I was always told that the first cross is not where you usually run into calving problems. The calves are fairly skinny coming out. I have heard horror stories of guys that have retained heifers off this cross, though. To answer your original question, I might think you would get docked on those smokey calves. I also have been told that Belgian Blues are fairly slow growing cattle.
 
Years ago a buddy that had a dairy got a bunch of Blue semen that he used on the Holsteins.. talk about a train wreck! He was doing C-sections himself before it was over.

I believe they are double-muscled.. a big problem for calving ease.
 
Belgian Blues are medium sized, heavy cattle, sometimes with a massive double muscle structure. Their colors are blue, white, and blue and white. Belgian Blues are small boned with a sloping rump, hidden hips, strong legs and a relatively small head. They are quite robust and healthy.

Belgian Blues produce a cross bred steer with a high yielding carcass dressing out between 65 and 70 per cent. The meat is tender with a minimum coverage of fat with a high proportion of the valuable cuts.

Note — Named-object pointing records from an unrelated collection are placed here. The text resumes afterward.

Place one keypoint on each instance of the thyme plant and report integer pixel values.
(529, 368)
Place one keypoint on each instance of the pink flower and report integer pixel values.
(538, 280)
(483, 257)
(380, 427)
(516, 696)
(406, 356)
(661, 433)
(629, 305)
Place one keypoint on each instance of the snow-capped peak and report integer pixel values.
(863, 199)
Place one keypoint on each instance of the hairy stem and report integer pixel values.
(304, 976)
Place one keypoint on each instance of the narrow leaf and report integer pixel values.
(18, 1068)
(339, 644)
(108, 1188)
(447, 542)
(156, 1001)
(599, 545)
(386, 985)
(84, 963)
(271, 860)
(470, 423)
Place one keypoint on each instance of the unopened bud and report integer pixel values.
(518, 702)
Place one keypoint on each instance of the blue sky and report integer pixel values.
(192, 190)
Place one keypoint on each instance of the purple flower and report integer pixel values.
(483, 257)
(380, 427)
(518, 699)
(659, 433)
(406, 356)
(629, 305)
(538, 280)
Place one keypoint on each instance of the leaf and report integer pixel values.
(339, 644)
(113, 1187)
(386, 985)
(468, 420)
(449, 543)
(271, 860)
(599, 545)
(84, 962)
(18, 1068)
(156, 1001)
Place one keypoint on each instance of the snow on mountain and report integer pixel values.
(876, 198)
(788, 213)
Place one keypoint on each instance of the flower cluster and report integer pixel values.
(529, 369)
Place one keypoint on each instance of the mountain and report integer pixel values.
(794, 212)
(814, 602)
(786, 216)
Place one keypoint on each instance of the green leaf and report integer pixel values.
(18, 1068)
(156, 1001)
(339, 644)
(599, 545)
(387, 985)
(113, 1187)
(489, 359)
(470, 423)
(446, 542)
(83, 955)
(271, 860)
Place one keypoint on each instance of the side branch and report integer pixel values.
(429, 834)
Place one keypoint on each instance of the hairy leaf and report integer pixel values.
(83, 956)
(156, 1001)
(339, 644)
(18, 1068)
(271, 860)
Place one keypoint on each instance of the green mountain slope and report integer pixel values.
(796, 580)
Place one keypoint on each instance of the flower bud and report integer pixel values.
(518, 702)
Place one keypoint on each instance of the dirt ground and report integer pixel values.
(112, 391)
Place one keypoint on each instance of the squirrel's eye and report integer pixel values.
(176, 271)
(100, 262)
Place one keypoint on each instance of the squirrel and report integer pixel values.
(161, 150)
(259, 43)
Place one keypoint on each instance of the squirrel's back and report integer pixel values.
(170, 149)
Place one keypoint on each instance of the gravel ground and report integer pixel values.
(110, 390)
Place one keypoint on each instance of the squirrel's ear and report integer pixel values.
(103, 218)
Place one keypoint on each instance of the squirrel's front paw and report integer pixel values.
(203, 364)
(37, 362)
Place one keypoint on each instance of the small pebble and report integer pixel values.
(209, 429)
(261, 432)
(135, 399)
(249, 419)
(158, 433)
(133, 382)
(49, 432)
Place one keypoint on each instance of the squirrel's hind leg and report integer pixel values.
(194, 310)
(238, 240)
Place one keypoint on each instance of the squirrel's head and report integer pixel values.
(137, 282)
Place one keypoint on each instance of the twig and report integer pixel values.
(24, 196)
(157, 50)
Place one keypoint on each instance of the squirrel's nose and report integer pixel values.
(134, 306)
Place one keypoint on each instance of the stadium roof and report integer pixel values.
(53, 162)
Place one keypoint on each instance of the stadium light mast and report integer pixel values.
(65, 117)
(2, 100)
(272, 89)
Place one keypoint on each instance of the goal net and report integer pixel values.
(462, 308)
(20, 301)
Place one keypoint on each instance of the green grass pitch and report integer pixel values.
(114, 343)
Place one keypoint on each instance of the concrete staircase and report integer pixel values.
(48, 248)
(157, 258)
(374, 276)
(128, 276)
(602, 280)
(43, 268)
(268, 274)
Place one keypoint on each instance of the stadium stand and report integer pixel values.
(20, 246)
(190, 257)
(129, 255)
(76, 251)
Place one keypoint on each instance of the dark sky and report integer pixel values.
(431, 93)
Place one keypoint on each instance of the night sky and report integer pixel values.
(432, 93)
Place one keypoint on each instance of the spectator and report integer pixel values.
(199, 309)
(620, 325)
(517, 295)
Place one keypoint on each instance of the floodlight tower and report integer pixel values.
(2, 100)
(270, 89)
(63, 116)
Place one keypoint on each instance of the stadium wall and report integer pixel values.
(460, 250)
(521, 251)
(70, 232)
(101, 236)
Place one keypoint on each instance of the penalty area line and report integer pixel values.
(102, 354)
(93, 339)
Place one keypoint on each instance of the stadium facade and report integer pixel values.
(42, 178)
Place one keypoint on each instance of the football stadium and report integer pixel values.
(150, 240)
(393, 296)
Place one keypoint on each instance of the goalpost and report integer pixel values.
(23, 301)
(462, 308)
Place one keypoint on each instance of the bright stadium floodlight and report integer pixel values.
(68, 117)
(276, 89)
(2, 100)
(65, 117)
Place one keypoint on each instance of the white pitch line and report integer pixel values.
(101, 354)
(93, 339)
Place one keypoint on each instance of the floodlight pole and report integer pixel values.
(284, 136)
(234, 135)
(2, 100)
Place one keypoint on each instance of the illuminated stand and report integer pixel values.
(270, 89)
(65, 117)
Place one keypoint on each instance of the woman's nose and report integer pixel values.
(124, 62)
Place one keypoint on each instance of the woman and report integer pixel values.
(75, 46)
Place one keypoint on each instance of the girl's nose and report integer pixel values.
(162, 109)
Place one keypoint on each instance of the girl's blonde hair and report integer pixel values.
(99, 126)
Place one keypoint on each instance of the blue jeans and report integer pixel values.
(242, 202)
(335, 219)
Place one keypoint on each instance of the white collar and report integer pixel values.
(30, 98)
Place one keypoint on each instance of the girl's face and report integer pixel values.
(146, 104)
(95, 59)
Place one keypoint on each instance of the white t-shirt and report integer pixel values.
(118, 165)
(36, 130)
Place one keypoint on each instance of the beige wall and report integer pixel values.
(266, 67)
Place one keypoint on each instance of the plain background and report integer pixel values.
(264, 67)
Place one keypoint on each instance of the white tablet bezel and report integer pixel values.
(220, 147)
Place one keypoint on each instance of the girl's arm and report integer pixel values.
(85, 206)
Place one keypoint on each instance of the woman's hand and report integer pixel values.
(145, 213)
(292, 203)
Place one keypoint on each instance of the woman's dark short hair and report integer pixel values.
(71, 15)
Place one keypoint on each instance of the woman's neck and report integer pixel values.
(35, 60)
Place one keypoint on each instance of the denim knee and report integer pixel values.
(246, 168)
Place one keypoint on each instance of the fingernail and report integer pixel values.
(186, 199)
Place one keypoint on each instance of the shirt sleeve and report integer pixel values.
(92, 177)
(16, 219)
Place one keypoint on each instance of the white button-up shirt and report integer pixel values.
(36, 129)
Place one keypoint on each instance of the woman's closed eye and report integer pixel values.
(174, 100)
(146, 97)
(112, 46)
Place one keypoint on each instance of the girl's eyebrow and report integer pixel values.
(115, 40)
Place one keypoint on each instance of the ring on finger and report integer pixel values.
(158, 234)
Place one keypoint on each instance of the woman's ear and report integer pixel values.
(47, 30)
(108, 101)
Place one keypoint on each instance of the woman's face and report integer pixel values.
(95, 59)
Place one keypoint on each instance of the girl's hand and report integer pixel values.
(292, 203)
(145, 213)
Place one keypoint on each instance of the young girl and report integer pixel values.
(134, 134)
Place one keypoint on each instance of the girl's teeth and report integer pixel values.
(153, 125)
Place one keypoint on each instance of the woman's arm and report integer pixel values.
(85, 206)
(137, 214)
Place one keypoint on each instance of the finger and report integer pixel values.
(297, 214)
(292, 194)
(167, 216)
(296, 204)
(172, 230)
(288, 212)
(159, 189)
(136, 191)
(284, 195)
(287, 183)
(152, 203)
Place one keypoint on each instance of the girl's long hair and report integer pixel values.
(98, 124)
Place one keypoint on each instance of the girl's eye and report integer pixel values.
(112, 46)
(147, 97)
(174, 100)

The proportion of difficult births is particularly high among heifers.
 
I spent 3 months in Belgium back in 2000 and had a chance to visit a dairy farm there. The guy had a Blue on his Holsteins cows to sell the calves for meat ( he A.I.ed 4 or 5 of his best cows for replacements ) . He told me that he had to do about 40% C-sections on the mature cows. The double muscled calves looked great but not worth the trouble of all the C-sections for a long distance rancher. Very interesting visit, a lot smaller operation than most dairies here, only about 25 cows. The goverment limits how much livestock they can run on a hectare ( ~2.5 acres ).

;-)
 
We got 2 straws of Belgian Blue semen one year off a bull named Bacon. We bred him to one of our Fleckvieh simmental cows. The result was a not very tall very deep and extremely wide hairy bull. His adj. weanling weight was 880 lbs. We kept him to see what he would do and put him with our first calf heifers along with some other bulls. We came out with several bulls calves that we sold.(not cause they weren't good enough though) We had 5 heifers. We had one white speckled heifer that her coloring could have passed for a shorthorn, one red speckled heifer, one gray speckled heife, and one black heifer that had some specks on her stomach. After that year we sold the bull because of his heigth. We regret selling him to this day. All his calves have been very hairy. All of his calves were gentle. All of his calves grew great, had heavy weanling weights, milk good, raise great calves and we have never had to pull one calf related to him ever! I have never raised a purebred Belgian blue but that one experament truned out great. We have a full fleckvieh due to the same bull (Bacon) next spring.